OIL: Almost all mobility systems are dependent on one resource. 95% of transportation energy is oil-based. “almost free” resource transformed the US. Oil uniquely makes possible our mobilities. It also has made possible the movement of goods and the manufacture of goods (including food); heating. And it is running out. Continued growth of mobility processes becomes much more complicated.

CLIMATE CHANGE: increases in temperature make mobility systems more complicated and increase costs.

CHINA: China’s emissions are small per person, but growing rapidly; private cars are rising 22% each year and growing. 200 people/vehicle (1990) –> 48 (2004)

But is a reversal underway? A modest decline in US vehicle miles travelled in 2008. “Peak travel” – long term continued increase in scale and rate of movement may not continue forever. Are lots of things peaking? eg: young people in western countries are less likely than previously to have a driving license or own a car.
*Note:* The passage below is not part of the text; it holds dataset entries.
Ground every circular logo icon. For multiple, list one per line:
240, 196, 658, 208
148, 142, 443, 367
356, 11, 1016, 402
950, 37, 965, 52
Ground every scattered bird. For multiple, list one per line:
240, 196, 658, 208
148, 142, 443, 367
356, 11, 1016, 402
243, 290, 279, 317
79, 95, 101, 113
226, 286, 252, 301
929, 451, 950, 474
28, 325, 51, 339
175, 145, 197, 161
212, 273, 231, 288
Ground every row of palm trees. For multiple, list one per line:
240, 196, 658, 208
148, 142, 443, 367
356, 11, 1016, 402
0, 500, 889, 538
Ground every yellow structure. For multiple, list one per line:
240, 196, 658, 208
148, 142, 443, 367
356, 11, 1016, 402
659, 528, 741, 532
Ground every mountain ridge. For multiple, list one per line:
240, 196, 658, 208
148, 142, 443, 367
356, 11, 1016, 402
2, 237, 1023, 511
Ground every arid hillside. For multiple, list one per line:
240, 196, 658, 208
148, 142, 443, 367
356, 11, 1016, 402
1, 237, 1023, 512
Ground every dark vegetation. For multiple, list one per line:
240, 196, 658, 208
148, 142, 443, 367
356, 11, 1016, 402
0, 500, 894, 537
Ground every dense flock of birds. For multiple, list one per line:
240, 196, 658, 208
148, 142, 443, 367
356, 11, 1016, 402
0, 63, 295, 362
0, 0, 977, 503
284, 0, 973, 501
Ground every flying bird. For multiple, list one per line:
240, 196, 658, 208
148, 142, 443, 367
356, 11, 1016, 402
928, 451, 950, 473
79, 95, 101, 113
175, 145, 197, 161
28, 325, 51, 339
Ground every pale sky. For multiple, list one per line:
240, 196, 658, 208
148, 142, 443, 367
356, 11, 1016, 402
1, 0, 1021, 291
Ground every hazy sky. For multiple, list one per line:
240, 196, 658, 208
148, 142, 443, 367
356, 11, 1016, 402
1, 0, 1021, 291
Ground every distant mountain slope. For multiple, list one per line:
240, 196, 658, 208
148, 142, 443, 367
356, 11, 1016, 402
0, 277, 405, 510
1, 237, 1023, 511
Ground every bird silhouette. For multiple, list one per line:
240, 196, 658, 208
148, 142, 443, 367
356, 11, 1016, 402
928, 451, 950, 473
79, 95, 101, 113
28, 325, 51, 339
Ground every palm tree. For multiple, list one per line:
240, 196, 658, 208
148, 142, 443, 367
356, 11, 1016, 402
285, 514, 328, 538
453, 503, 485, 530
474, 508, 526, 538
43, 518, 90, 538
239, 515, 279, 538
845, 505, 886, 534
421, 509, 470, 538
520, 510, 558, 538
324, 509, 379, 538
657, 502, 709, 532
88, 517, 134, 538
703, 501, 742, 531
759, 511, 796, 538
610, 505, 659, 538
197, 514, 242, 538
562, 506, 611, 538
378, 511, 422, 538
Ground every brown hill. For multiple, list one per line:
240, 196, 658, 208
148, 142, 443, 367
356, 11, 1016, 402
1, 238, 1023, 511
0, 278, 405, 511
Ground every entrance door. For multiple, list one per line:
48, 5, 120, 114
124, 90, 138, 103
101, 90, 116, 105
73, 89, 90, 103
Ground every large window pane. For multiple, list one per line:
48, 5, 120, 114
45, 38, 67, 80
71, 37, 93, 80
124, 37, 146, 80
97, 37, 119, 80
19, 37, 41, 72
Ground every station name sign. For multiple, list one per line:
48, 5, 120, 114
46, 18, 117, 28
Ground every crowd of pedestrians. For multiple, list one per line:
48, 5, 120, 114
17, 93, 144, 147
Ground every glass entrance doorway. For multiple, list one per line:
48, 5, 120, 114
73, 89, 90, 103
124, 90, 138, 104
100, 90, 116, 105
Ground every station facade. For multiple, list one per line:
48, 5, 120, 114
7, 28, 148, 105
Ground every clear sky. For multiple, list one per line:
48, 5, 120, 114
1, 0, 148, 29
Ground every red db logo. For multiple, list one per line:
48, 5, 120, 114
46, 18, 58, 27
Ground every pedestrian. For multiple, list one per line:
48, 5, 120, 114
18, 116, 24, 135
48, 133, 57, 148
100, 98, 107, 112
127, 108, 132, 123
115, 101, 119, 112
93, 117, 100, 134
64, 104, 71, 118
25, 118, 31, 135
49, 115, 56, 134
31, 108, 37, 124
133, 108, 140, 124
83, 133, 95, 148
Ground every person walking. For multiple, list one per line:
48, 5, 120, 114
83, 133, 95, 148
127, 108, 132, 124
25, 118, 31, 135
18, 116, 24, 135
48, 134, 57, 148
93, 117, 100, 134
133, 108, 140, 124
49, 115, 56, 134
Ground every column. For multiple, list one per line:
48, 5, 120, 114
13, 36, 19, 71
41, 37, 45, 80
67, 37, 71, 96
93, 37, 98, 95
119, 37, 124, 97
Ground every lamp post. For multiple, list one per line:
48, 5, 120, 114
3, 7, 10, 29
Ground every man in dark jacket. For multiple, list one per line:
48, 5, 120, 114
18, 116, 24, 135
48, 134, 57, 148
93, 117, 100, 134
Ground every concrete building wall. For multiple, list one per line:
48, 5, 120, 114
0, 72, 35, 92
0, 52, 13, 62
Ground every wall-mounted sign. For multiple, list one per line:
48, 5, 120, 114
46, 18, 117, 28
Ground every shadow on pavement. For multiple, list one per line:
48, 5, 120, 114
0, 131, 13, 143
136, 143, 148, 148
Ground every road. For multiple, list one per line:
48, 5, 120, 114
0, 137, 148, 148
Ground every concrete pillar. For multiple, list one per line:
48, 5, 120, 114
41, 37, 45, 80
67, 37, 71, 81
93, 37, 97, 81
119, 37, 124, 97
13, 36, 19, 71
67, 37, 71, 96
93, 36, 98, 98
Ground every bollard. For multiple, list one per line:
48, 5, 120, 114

It takes a lot of time to introduce new energy systems – only once a century (historically) (US National Intelligence Council)

James Lovelock: “So is our civilisation doomed, and will this century mark its end with a massive decline in population, leaving a few survivors in a torrid society ruled by warlords on a hostile and disabled planet?” (will it be like Mad Max 2?)


A remark: If US citizens wouldn’t buy so many military style vehicles, the wouldn’t depend on oil imports… why do people want to drive these things? John: the US system has been characterised (by George Bush) as ‘addicted’ to a particular lifestyle. Disagrees that oil import would be eliminated in this way, though. But the data about young people is interesting – this is not their ambition – maybe a tipping point. But in China the tipping point is going the other way – large vehicles are particularly desired.

Question: Latour discussed how geologists have named our time ‘anthropocene’ – instead of being concerned with the post-human, we should be concerned with post-nature. What implications does this have for our research strategies? John: originally this term was to do with the use and extraction of fossil fuels. The significance of energy for social thought and theory has not been explored enough (but special issue of Theory, Culture and Society addressess this). The rise of the west was dependent on fuel – ‘societies beyond oil’ – we need to think about what comes after… maybe it’s nothing.